No. There have been times when I’ve felt these are my last shows; it’s time for me to get off the bleeding stage. Then I just thought, nah.

What’s made you change your mind?
I have the greatest job in the world. You get up there, you make a lot of noise, girls scream, and you get shitloads of money. Are you fucking kidding me? Now, I do have an idea for a farewell tour.

What is it?
The stage is a living-room set: couch, TV, coffee table, food. And there’s bulletproof glass between me and the audience. Then I come out and lay down on the couch. I grab the remote and start watching TV. The crowd after a couple minutes goes, “Fuck this,” and starts throwing shit at the glass.

And that’s the whole concert?
Yeah. I’ll have created a bond between me and the audience where I know they will never pay another nickel to see me again.

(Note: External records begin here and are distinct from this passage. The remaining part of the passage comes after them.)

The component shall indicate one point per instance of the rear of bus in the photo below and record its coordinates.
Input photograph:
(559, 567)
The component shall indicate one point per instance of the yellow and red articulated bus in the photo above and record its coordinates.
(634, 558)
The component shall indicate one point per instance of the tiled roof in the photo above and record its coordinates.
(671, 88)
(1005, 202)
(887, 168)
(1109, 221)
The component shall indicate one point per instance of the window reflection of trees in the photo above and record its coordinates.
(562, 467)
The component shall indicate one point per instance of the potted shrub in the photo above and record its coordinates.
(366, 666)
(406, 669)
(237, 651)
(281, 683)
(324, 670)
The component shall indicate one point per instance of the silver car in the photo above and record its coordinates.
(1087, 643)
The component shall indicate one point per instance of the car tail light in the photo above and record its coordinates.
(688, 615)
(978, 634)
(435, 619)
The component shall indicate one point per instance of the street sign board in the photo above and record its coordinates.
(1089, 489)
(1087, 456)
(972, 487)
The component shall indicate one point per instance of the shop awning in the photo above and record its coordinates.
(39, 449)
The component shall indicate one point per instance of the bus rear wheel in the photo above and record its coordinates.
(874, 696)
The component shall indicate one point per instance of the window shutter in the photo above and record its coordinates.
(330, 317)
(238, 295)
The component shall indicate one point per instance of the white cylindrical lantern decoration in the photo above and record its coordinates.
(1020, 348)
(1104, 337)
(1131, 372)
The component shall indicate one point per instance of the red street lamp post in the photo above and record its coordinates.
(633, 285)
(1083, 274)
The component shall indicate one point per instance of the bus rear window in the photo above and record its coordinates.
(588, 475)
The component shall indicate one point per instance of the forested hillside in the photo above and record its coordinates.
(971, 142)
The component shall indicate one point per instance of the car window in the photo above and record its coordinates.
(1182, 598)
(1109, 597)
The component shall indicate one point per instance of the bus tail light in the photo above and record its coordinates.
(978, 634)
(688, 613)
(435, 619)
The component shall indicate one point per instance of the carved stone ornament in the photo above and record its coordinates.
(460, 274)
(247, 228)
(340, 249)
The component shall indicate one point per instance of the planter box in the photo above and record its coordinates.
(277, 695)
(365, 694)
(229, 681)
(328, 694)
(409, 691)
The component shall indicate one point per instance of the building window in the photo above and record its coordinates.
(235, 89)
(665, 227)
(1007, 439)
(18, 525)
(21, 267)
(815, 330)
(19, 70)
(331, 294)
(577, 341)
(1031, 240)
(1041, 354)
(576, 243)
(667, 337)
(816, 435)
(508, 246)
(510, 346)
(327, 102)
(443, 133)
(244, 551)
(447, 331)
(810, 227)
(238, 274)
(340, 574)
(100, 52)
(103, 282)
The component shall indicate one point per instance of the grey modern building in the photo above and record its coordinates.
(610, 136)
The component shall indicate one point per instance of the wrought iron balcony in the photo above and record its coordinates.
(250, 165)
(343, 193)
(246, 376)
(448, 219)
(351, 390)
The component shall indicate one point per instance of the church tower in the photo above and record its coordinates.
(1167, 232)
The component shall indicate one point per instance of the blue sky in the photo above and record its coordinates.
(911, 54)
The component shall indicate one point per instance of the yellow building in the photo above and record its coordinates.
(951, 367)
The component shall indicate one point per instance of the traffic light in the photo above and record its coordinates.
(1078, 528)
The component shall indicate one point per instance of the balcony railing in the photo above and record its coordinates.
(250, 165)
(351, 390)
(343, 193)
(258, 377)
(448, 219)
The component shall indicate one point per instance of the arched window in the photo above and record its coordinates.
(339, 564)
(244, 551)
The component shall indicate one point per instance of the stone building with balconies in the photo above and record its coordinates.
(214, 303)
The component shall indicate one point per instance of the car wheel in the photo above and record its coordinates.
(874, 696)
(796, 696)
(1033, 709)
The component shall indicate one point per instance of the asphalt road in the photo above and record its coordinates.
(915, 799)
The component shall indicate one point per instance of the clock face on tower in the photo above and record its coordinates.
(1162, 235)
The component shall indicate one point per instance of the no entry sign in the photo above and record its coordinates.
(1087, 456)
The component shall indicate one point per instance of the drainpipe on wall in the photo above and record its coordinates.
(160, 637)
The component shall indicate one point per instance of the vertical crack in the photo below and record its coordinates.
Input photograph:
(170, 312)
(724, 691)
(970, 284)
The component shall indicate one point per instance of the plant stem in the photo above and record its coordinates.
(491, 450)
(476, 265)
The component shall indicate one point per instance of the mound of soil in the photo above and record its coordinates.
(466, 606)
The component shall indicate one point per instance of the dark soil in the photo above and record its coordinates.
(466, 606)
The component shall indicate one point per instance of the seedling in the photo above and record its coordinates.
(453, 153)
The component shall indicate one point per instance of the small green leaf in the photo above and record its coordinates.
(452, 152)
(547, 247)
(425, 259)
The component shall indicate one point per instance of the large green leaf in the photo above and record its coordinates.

So if Billy Joel ever walks out on stage and picks up a remote control …
That’ll be it.

You’ve said you’ll do the Garden residency until demand slows down or you start playing at a level you’re not happy with. What clues would signal the latter?
If I can’t sing as well as I should. I’m already struggling. I wrote most of the songs that I’m doing when I was in my 20s and 30s and it ain’t easy to hit those notes in my 60s. We’ve dropped the keys of some songs already. Hopefully it’s not that noticeable. If I’m having a tough time hitting notes — I call it throwing junk pitches. Instead of having a fastball you throw off-speed. If I’ve got to throw too much junk, I’m going to consider stopping.

Will it be easy to walk away?
Yeah. It would be abhorrent to me to be up there faking it. It’s funny: Sometimes I don’t think we did a good show and I’ll read a great review and go, “Was this guy at the same show?” Then we’ll do a great show and I’ll read a bad review and it’s what are you talking about? But I know when I’m good or not.

There was a time when you thought your future might involve writing songs but not performing. Is it surprising that the opposite happened?
In retrospect there is an irony there. When I stopped writing songs — it was time. I couldn’t be as good as I wanted and that was driving me crazy. I was driving my loved ones crazy. I thought, this is ridiculous. So I stopped. But the performing, what else am I going to do? I talked to Bruce [Springsteen] about this. I talked to Sting and [Don] Henley: “Why are you still doing it?” They all had the same answer.

Which is what?
“That’s what I do.” But I made a lifetime out of it when I thought maybe I’d have a couple years, so I’m not complaining.

Those other guys still write songs. You don’t. What does that say about your relationship to making music compared to theirs?
Like I said, I couldn’t be as good as I wanted to be. I was always trying to feel like there was a real progression in my work, and eventually I realized I was only going to be X good. Because of that I knew I was going to beat myself up for not being better. So I stopped. That’s it.